JS wrote:
What I am thinking of is Flow Control. I have a long
list of TCP packages and can see that the "Win" varies
for each package. When I want to find the minimal
buffersize for the whole trace I was thinking just to
fine the smallest value for "Win" for a package.
Unless your trace contains only one TCP flow (connection), the minimal
window size isn't meaningful.
In addition, even if there is only one flow, there are two window sizes,
one for each direction of the connection.
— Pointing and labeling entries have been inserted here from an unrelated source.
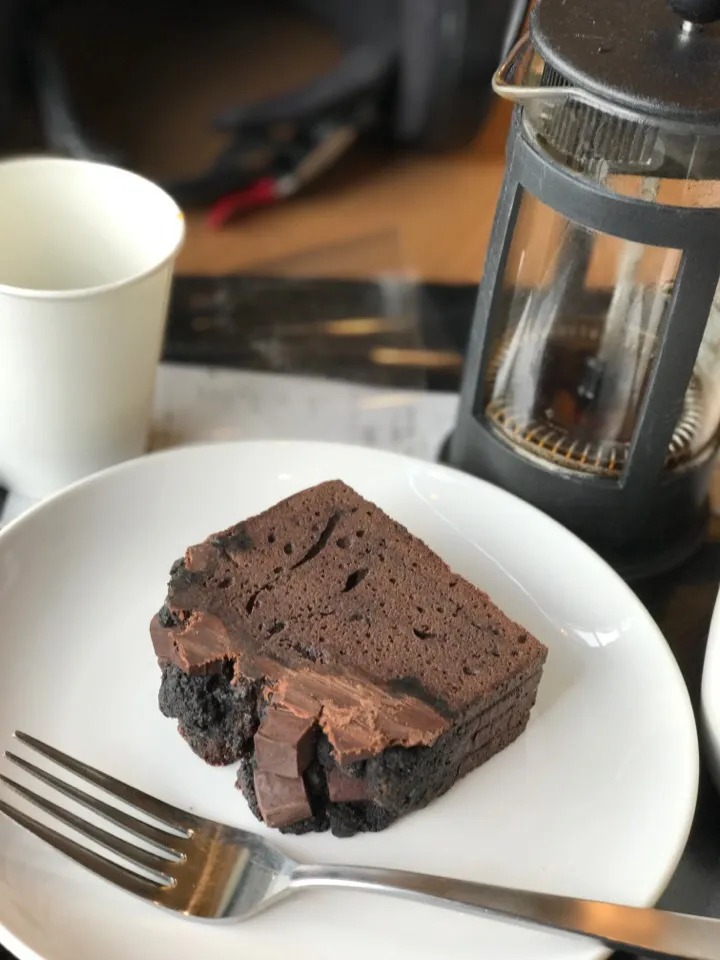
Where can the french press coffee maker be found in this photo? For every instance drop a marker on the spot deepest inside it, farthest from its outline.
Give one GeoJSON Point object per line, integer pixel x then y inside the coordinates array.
{"type": "Point", "coordinates": [591, 387]}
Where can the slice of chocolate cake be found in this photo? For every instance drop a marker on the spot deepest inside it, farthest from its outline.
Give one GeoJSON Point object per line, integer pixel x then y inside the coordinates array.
{"type": "Point", "coordinates": [349, 670]}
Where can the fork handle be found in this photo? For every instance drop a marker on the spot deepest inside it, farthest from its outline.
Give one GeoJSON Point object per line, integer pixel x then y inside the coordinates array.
{"type": "Point", "coordinates": [654, 933]}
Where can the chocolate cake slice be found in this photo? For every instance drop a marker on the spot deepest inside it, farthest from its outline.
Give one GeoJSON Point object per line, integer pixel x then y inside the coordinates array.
{"type": "Point", "coordinates": [351, 673]}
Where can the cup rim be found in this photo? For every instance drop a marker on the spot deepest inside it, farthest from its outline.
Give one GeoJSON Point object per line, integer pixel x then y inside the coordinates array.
{"type": "Point", "coordinates": [80, 293]}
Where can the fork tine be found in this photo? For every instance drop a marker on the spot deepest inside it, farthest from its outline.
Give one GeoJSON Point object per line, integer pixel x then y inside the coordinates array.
{"type": "Point", "coordinates": [132, 882]}
{"type": "Point", "coordinates": [163, 812]}
{"type": "Point", "coordinates": [135, 855]}
{"type": "Point", "coordinates": [146, 831]}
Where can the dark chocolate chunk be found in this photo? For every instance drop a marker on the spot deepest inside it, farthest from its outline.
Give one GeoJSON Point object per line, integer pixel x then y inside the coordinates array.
{"type": "Point", "coordinates": [343, 788]}
{"type": "Point", "coordinates": [284, 743]}
{"type": "Point", "coordinates": [282, 800]}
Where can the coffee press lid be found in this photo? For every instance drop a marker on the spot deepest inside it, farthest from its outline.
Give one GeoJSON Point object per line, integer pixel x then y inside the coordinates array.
{"type": "Point", "coordinates": [658, 58]}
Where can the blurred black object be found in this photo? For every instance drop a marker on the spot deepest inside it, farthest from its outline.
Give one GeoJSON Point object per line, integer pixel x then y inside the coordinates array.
{"type": "Point", "coordinates": [323, 327]}
{"type": "Point", "coordinates": [417, 70]}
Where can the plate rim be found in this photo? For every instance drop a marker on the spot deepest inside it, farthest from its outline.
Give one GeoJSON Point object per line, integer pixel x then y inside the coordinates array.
{"type": "Point", "coordinates": [23, 952]}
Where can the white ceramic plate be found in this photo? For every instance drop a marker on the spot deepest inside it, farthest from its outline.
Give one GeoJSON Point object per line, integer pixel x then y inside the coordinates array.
{"type": "Point", "coordinates": [594, 800]}
{"type": "Point", "coordinates": [710, 697]}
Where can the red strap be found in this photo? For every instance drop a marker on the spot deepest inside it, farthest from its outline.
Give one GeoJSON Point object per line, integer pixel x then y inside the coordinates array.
{"type": "Point", "coordinates": [261, 194]}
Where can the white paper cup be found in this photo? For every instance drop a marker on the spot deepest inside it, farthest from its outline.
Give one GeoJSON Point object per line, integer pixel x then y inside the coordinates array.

You could use the "IO Graphs" function in the "Statistics" menu. Set
the "Y Axis" item to "Advanced", set the "Filter" item in the first row
to a filter that has the source IP address and port number of the sender
in which you're interested and the destination IP address and port
number of the receiver in which you're interested, set the "Calc:" item
in the first row to "MIN(*)", set the field after it to
"tcp.window_size", and click the "Graph 1" button. It won't give you
the numerical value of the minimum window size, but it'll at least put a
single item on the graph for it.
And how is it possible to see if the sender gets
throttled by the receivers buffersize? Since in my
trace "Win" never gets the value 0, I guess one could
say that the sender never gets throttled.
Not if the window size is, for example, 8700 bytes, and the sender has
50,000 bytes queued up to send. Unfortunately, a network trace won't
tell you how much the sender would *like* to send but isn't able to
send, as it only captures what was sent, not what could have been sent
if the receiver's window were larger.